Last night, the Meatpacking’s Milk Gallery hosted a private opening reception for famed photographer Steven Sebring’s latest exhibition named: Illumination, Who Are Poets. The show presents a series of massive pictures of contemporary poets that have been distorted into images of enlarged, blurry pixels. Most of the sizable works are mounted on brace Sintra material and complemented by an assortment of smaller, related prints. Also on hand are displays of poet and artist memorabilia throughout the gallery space.
Featured poet portraits in Illumination are of Jim Carroll, the Ramones’ Joey Ramone, REM’s Michael Stipe, legendary singer-songwriter Neil Young, famed punk-rock revolutionary Patti Smith, composer Philip Glass, and singer Richard Hell. All have made major spoken-word, lyrical and literary contributions to contemporary poetry and/or music.
“We are constantly looking at still and video images through compressed formats, on smaller screens, on shrinking devices. I invert the approach to current media, by enlarging the minuscule detail of compressed imagery to a point of beautiful abstract distortion. I make a statement on the nature of the poet – we can see these faces at a distance, but the tiles prevent us from recognizing the subjects at a closer range. The sum of their work and voices touches us, but they are, as all people are, ultimately unknowable,” elaborated Steven Sebring in a statement about the exhibit.
Sebring, known for his prominent fashion photography career—shooting campaigns for Ralph Lauren, DKNY and Coach, has always had strong ties to the music and literary communities. A long-time collaborator of Patti Smith’s, he produced an 11-year documentary, Dream of Life, which transcended into the private life of the cult icon. He won the 2008 Sundance Award for Cinematography and earned a 2010 Primetime Emmy for his efforts. Sebring’s often poignant and raw photography investigates humanity at its most honest, intimate and vulnerable. With Illumination, he attempts to evolve his art, relying on mixed media and a more multi-dimensional approach, giving his viewers a new perspective on his subjects.
To realize this for the exhibition, Sebring selected 12 archival Polaroid and film-shot portraits and pixilated them with digital technology. From close-up, the pictures are indistinct colored tiles, but from a distance the faces they depict become clearer.
Admirers of the downtown art scene swarmed the various images, installations and cases of art, fueled by the bar. Tastemakers seen and heard at the opening: designers Richard Chai, Reed Krakoff, Nanette Lepore, and Victoria Bartlett; Lady Liliana Cavendish; and models Irina Lazareanu, Miles McMillan, and Jamie Burke.

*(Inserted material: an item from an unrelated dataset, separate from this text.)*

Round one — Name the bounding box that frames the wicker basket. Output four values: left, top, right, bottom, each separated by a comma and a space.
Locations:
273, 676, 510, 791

In the last hour, Patti Smith delivered a memorable special concert performance, reading the powerful words of some of the poets being honored—and singing an assortment of songs from several others. A most notable treat was when Lenny K and Michael Stipe joined her on stage for several tunes.
Prices for prints begin at $1,800 for smaller limited edition archival pigments to $20,000 for pieces. Steven Sebring’s Illumination, Who Are Poets will be on view (with pieces on sale), at Milk Gallery, until April 17.